El Gran Premio de Australia no solo dejó emociones en la pista, desató un terremoto en los ámbitos de negociación de la Fórmula 1.
Una noticia de alto impacto, adelantada por el diario The Telegraph, sacudió el paddock: Toto Wolff, actual director ejecutivo de Mercedes, habría presentado una oferta formal para convertirse en accionista del equipo Alpine, donde compite el argentino Franco Colapinto.
Esta maniobra estratégica no sólo alteraría el equilibrio de poder en la categoría, sino que le daría un golpe definitivo a las aspiraciones de Christian Horner de regresar a la Máxima.
Wolff, conocido por su sagacidad en el negocio de la F1, busca adquirir el 24% de las acciones de Alpine, participación que actualmente está en manos de diversos inversores privados, entre ellos el fondo Otro Capital. La movida se interpreta como un jaque mate a Horner, con quien el austríaco mantiene una rivalidad histórica y públicamente conocida.
La posible llegada de Wolff a Alpine tendría un doble impacto. Por un lado, le permitiría a Mercedes tener una participación directa en las decisiones de la escudería francesa, con la que ya tiene un acuerdo de suministro de motores y cajas de cambio hasta finales de 2030.

Esta sinergia técnica y deportiva multiplicaría las alianzas y generaría preocupación entre los equipos rivales, que ven un posible conflicto de intereses.
Pero el principal objetivo de Wolff sería bloquear el regreso de Christian Horner a la Fórmula 1. El ex director de Red Bull, desvinculado a mediados de 2025 tras un escándalo interno, venía negociando con un consorcio de inversores para adquirir la misma participación en Alpine.

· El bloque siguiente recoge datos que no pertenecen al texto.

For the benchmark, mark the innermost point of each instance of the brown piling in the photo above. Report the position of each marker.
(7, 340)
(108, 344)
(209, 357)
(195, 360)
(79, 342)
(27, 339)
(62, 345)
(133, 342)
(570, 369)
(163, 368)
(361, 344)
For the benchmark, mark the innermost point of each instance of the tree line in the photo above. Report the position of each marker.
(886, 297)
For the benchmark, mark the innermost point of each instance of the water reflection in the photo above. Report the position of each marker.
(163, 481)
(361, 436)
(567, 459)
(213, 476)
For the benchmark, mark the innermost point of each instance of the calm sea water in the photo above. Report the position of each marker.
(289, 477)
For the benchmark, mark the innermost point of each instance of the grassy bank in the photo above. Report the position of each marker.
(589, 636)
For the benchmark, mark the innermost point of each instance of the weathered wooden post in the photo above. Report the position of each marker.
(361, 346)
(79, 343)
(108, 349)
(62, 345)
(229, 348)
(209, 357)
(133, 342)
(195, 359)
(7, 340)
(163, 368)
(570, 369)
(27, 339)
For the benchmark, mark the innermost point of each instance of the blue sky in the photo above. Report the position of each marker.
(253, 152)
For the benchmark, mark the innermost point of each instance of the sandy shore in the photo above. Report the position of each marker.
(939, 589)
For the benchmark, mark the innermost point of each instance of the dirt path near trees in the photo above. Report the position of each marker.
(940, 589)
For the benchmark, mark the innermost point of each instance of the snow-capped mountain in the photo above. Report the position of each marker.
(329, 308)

La presencia de Wolff como accionista dejaría a Horner sin la posibilidad de sumarse a la estructura de Enstone, ya que el director de Mercedes utilizaría el acuerdo de suministro de motores como un elemento de presión para frenar cualquier intento del británico.

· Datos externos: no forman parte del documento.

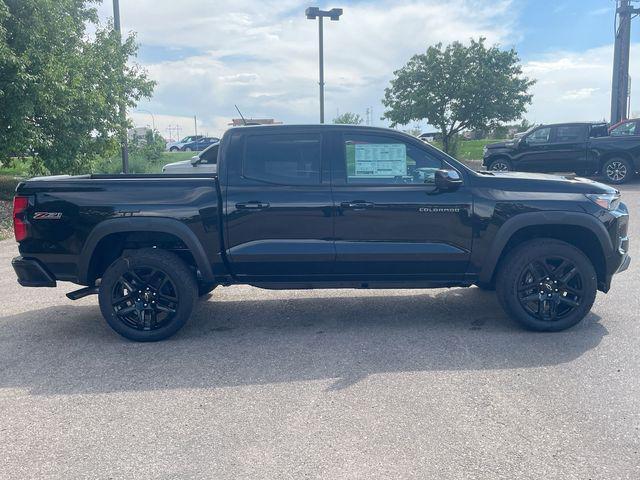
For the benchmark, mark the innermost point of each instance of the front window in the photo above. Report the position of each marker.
(624, 129)
(376, 159)
(539, 136)
(210, 155)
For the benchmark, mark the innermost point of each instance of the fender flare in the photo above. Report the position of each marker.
(523, 220)
(144, 224)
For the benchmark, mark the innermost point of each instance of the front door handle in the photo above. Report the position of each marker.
(357, 205)
(253, 205)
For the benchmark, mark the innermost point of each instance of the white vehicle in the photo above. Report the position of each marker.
(205, 162)
(177, 146)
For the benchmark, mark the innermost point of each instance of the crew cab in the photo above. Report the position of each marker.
(583, 148)
(322, 206)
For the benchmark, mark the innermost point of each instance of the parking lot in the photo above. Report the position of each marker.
(321, 384)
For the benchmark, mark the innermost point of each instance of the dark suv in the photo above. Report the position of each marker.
(583, 148)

La valoración de la participación del 24% de Otro Capital en Alpine ronda los 1.800 y 2.000 millones de euros, lo que sitúa el importe estimado del paquete accionario que busca Wolff en casi 520 millones de la moneda europea. La magnitud financiera de la operación requerirá la autorización del Grupo Renault, propietario del 76% de Alpine, y la aprobación final de la junta directiva de Mercedes.
El debate sobre la propiedad múltiple de equipos no es nuevo en la F1. Directores como Zak Brown de McLaren, han criticado que la presencia de un mismo actor con participación en distintos equipos "crea un conflicto de intereses, compromete la equidad deportiva y ofrece ventajas injustas en el intercambio de información técnica".
Mientras Alpine busca recuperarse de un flojo arranque de temporada (Colapinto y Gasly apenas clasificaron 16° y 14° en Australia), la batalla en los despachos promete ser tan intensa como la que se vive en la pista. La llegada de Toto Wolff como accionista podría transformar el mapa de poder de la Fórmula 1 y sentar un precedente para futuras alianzas entre escuderías.